BEIJING (Reuters) – China’s new yuan loans are expected to have dropped in April after a rebound in March as credit demand weakened, a Reuters poll showed, even as the central bank keeps policy accommodative to support the slowing economy.
The Chinese economy has taken a hit as authorities raced to stop the spread of record COVID-19 cases, which have led to a full or partial lockdown in dozens of Chinese cities, including a city-wide shutdown in the commercial hub of Shanghai in April.
Chinese banks are estimated to have issued 1.52 trillion yuan ($226.32 billion) in net new yuan loans last month, half of the 3.13 trillion yuan in March, according to the median estimate in the survey of 18 economists.
But the expected new loans would be higher than 1.47 trillion yuan issued in the same month a year earlier.
Analysts believe the expected fall in new loans in April was due to weaker demand for credit from businesses and seasonable factors as Chinese banks rushed to extend more loans towards the end of the first quarter.
“Despite policy-easing efforts, credit demand likely deteriorated further in the month as production was suspended in a large part of the economy,” analysts at Goldman Sachs said in a note.
To cushion a sharp slowdown in economic growth, the central bank cut the amount of cash that banks must hold as reserves from April 25, and more modest easing steps are expected.
China will take steps to support its economy, including embattled internet platforms, as risks grow from its COVID-19 outbreaks and conflict in Ukraine, a top decision-making body of the ruling Communist Party said last month.
China has pledged to keep money supply and total social financing growth basically in line with nominal economic growth this year.
Outstanding yuan loans were expected to grow by 11.4% in April from a year earlier, the same as in March, the poll showed.
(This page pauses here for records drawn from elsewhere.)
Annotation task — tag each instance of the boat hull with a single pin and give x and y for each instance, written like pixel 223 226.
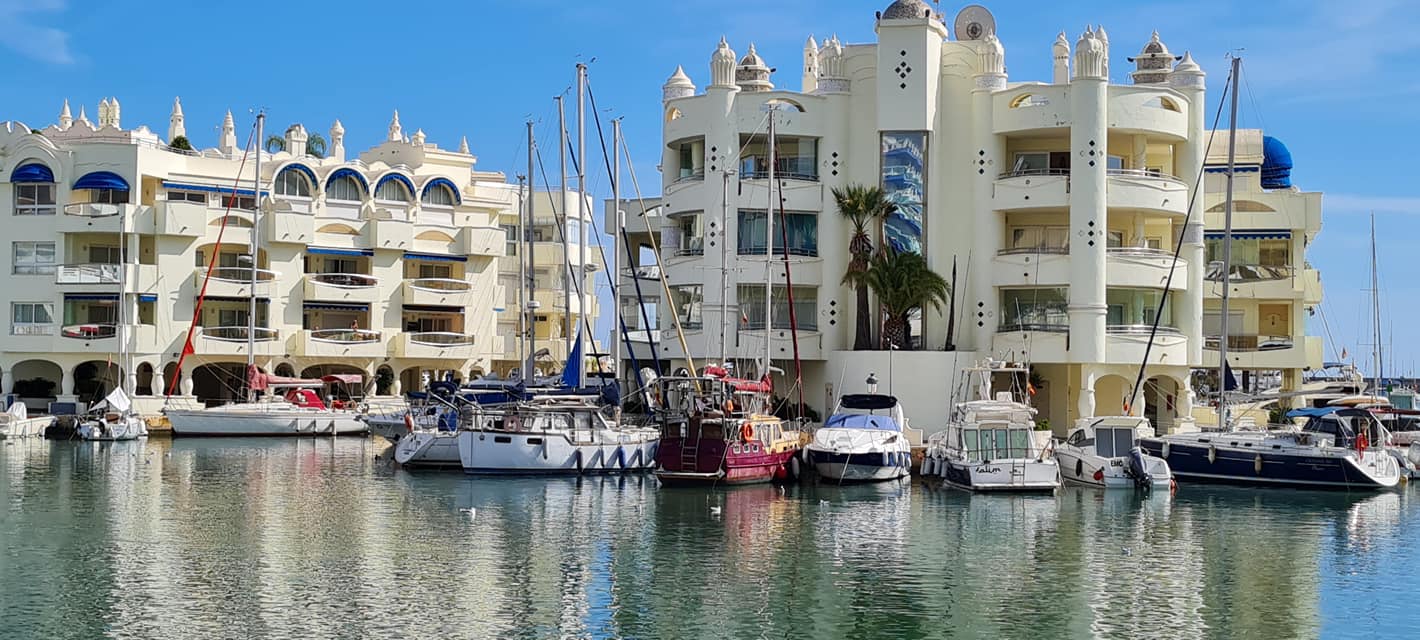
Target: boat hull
pixel 553 453
pixel 216 422
pixel 1193 461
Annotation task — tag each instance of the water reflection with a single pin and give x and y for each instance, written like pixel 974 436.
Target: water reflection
pixel 280 538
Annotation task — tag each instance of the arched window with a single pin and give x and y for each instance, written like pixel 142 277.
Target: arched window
pixel 293 182
pixel 345 188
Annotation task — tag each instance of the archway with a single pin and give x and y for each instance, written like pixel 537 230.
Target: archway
pixel 95 379
pixel 36 381
pixel 145 381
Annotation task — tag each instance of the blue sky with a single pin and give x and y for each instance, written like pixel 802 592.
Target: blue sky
pixel 1335 81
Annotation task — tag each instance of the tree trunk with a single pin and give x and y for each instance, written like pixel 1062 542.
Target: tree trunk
pixel 864 335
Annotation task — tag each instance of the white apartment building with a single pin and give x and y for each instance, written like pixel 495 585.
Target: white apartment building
pixel 1060 203
pixel 384 264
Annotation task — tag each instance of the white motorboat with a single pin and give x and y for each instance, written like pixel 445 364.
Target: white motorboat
pixel 16 422
pixel 1104 451
pixel 990 443
pixel 118 420
pixel 862 440
pixel 553 436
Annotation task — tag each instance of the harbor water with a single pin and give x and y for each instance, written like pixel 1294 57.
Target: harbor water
pixel 327 538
Broad M2 money supply growth in April was seen at 9.9%, up from 9.7% in March.
China has set the 2022 quota for local government special bond issuance at 3.65 trillion yuan, unchanged from last year.
Any acceleration in government bond issuance could help boost total social financing (TSF), a broad measure of credit and liquidity.
Goldman Sachs expects year-on-year growth of outstanding TSF to quicken to 10.8% in April form 10.6% in March.
In April, TSF is expected to fall to 2.15 trillion yuan from 4.65 trillion yuan in March.